Premier Erdogan To Go On A Tour Covering Central Asian Countries

ANKARA - Turkish Prime Minister Recep Tayyip Erdogan will go on a tour to Central Asian countries on Friday covering Turkmenistan and Mongolia.

Erdogan will pay a visit to Turkmenistan in October 3-4, 2008 upon an invitation from Turkmen President Gurbanguly Berdimuhamedow and visit Mongolia in October 4-6, 2008 upon an invitation from Mongolian Prime Minister Sanjaa Bayar.

Matters related to relations between Turkey and Turkmenistan as well as regional and international developments are expected to be discussed during bilateral talks and talks between the delegations of the two countries.

A Turkish-Turkmen Business Council meeting will be held during Erdogan's visit to Ashkhabad, and Erdogan will also meet Turkish citizens and businessmen living and working in Turkmenistan.

Proceeding to Mongolia, Erdogan will inaugurate 46-kilometer Bilge Khan highway, Orhun Museum, Ataturk's bust, and Ankara Street.

Turkish International Cooperation & Development Agency (TIKA) has undertaken the construction of the Bilge Khan highway that connected Hoso Saydam and Karakurum where Orhun Monuments are situated.

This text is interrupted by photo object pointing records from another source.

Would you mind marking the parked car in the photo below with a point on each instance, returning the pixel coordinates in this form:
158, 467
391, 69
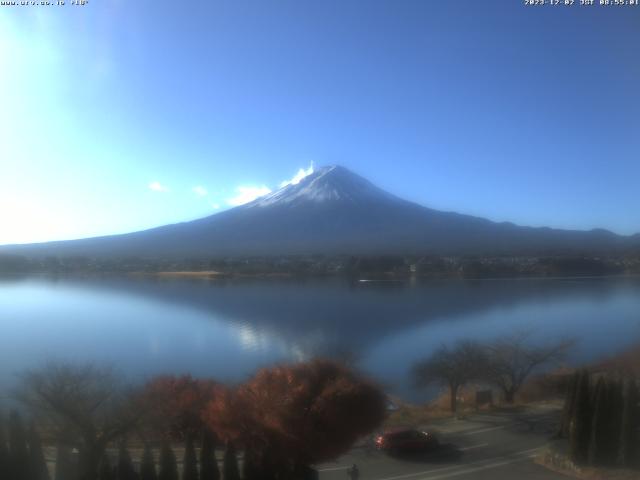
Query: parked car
406, 441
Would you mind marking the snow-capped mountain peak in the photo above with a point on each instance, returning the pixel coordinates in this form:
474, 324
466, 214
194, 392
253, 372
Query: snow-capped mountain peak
327, 184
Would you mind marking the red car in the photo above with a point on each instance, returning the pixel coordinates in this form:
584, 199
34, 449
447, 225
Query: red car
406, 441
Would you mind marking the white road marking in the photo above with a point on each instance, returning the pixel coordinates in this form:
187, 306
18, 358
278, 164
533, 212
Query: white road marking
471, 447
481, 463
490, 429
483, 467
332, 469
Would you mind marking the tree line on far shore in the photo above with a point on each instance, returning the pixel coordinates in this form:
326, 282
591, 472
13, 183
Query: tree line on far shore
505, 363
601, 418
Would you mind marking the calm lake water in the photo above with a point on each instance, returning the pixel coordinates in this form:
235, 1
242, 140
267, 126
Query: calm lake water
227, 329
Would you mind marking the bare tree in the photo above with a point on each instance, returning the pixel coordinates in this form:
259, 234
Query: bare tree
85, 406
513, 358
453, 367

The Orhun Museum was built to protect the Orhun Monuments, while Ataturk's bust was erected in front of a school named "Mustafa Kemal Ataturk" in the Mongolian capital of Ulan Bator.

Erdogan will also discuss bilateral, regional and international matters during his meetings with Mongolian executives.

The first written scripts of the Turkish language are the Orhun Monuments. They were carved on stones towards the end of the 7th and the first half of the 8th century. The Orhun monuments, which were raised first in honor of Kultigin in 732, then for Bilge Khan in 735 and for Tonyukuk in 720, are still considered masterpieces of Turkish language, literature and history with regard to their content and language.

The perfection of the language used in the records, which document the social and the political life of the Gokturk Dynasty, proves that Turkish, as a language of letters, has been in use since ancient times.